I’ve been doing a fair whack of regex processing in Java recently.
I must admit that having a regex library in the language is very useful,
and Java’s java.util.regex.Pattern
implements a very complete regex
library (all the “Perl5” stuff, non-greedy quantifiers, Unicode character classes, etc).

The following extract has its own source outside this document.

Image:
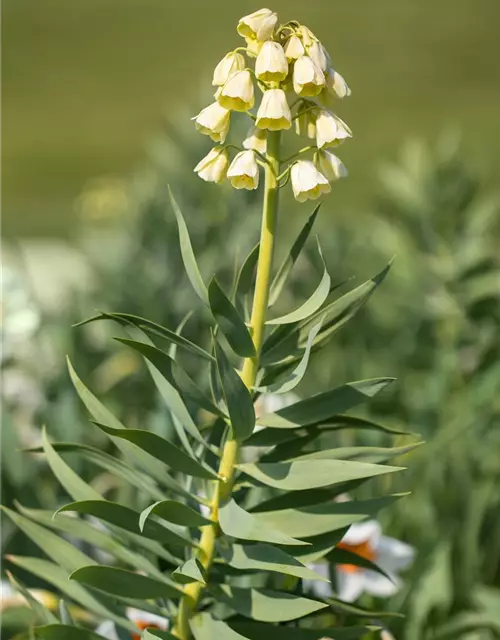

So I was completely surprised when it started throwing
StackOverflowError
. The following code highlights
the problem (reproduced on Sun’s JDK1.5.0-b2 and JDK1.4.2_01).
Any pattern like (x|y)*
(an alternative wrapped in a star)
is implemented recursively by Pattern. Each matched alternative uses
about 5 method calls on the stack.
Ai Carumba!
import java.util.regex.Pattern;
import java.util.regex.Matcher;
public class RegexpFun {
public static void main(String[] args) {
CharSequence largeString = makeLargeString();
Pattern p = Pattern.compile("(x|y)*");
Matcher m = p.matcher(largeString);
System.out.println("matches? " + m.matches()); // throws StackOverflowError
}
private static CharSequence makeLargeString() {
final int size = 1000;
StringBuffer largeString = new StringBuffer(size);
for (int i = 0; i < size/2; i++) {
largeString.append("xy");
}
return largeString;
}
}
Update: I know I could use [xy]*
instead of (x|y)*
, but my
x
and y
are complicated regular expressions themselves.